Earlier today, reddit user Izunai asked on /r/wow whether or not it's appropriate for someone to play a character with a gender different from their own -- more specifically, whether he, as a man, is allowed to play a woman. His question begins with, "Is this frowned upon or otherwise strange?"

This is a topic that I've personally found very interesting over the many years I've been playing World of Warcraft and MMOs/RPGs in general. I've never considered it strange to play the gender opposite who you are in real life. Most of my characters in games are women. I also play men, I have male alt characters in WoW, but the majority of my characters are women. My death knight is a man. My paladin is a woman. My priest is a woman. My warrior is a woman. My rogue, who is now my main character, is also a woman.

From time to time, if you play a character with a gender different from your own, you absolutely will encounter people who are shocked by that fact. There are people who will frown upon it or find it strange. However, in my experience, it's a minority. Why should it be strange? This is a video game. It's a fantasy world. Whether you're approaching the game as someone who is a roleplayer or someone who has no interest in such things, it still doesn't matter who, or what, you play. You can never play yourself in a game like this one. You're not an orc. You're not an elf. You're not a fire-slinging mage. You're not a shape-changing druid.

Even if you choose to play a relatively mundane thing like a human warrior of a gender that matches your own, that isn't you. You most likely are not a perfectly chiseled beefcake who is expertly skilled in every form of weaponry known to mankind. Such a person has never existed. There have been many highly skilled warriors and soldiers throughout human history, some who have forged legends through their bravery and skill, but you aren't going to find someone who can pick up a ridiculous two-handed sword that weighs just as much as they do and be able to expertly wield it ... to slay dragons. Yue Fei, William Wallace, Miyamoto Musashi, Khalid ibn al-Walid, Zenobia, Lagertha, Tomoe Gozen, and every other warrior of legend and renown from history, whether man or woman, had one thing in common -- none of them killed a dragon. Even those with stories of questionable basis in reality, such as the aforementioned Lagertha and her sometimes-husband Ragnar Lodbrok, didn't kill any dragons.

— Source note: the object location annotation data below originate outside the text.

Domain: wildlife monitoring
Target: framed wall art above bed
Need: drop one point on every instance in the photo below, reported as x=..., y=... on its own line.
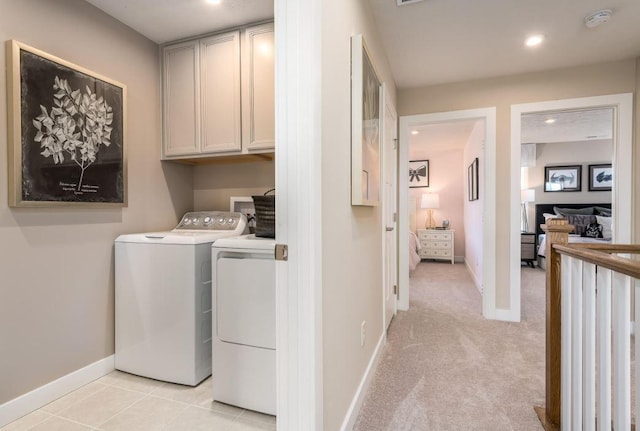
x=563, y=178
x=600, y=177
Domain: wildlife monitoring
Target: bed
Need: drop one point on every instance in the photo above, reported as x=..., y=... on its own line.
x=579, y=215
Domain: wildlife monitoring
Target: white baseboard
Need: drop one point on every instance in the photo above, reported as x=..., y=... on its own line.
x=474, y=276
x=354, y=409
x=39, y=397
x=506, y=315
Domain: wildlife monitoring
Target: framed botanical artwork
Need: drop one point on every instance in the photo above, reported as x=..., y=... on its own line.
x=472, y=180
x=67, y=128
x=366, y=87
x=418, y=173
x=600, y=177
x=563, y=178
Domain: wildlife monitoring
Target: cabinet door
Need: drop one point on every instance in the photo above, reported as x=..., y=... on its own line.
x=220, y=93
x=258, y=88
x=181, y=100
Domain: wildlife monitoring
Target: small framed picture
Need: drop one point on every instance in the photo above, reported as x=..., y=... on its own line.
x=600, y=178
x=563, y=178
x=418, y=173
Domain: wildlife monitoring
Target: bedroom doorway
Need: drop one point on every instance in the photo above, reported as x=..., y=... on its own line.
x=621, y=108
x=486, y=156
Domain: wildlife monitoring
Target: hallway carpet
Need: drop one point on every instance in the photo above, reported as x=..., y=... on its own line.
x=445, y=367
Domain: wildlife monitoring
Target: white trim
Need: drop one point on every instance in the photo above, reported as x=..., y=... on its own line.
x=622, y=197
x=356, y=403
x=506, y=315
x=299, y=225
x=474, y=277
x=488, y=195
x=39, y=397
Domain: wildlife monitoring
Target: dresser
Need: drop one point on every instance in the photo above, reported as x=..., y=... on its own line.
x=528, y=248
x=436, y=244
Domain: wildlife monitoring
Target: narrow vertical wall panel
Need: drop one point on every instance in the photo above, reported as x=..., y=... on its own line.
x=603, y=305
x=621, y=352
x=589, y=347
x=565, y=285
x=576, y=342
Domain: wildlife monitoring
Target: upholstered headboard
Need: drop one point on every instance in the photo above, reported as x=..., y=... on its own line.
x=541, y=209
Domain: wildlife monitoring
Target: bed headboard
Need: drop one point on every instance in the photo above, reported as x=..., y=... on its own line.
x=548, y=208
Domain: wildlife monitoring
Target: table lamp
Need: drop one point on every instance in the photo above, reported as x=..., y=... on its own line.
x=430, y=201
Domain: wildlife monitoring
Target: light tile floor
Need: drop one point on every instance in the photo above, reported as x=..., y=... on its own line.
x=124, y=402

Taking all of that into consideration, why would it be such an issue whether or not you play your own gender? I'm a man that plays characters who are women. I don't feel that it reflects on my real world masculinity (or lack thereof) in any possible way.

Inevitably, this topic brings up a question: why would you play a character with a gender different from your own? The answer is simple. You play one because you want to do so. Why would you eat a hamburger for dinner? Because you want one. Why would you drink a glass of water? Because you want a glass of water. It's a choice with absolutely no serious ramifications on your life, nothing more than one small, irrelevant aspect of how you spend your leisure time.

Play whatever you want. It doesn't matter. If someone has a problem with that, that's not for you to worry about. The simple act of choosing what sort of character you want to play doesn't hurt anybody. Not playing what you want to play because you're worried about what others will think does hurt you and your enjoyment of the game.

To explain all of this more simply, I defer to an old adage coined by individuals far wiser than I: Haters gonna hate.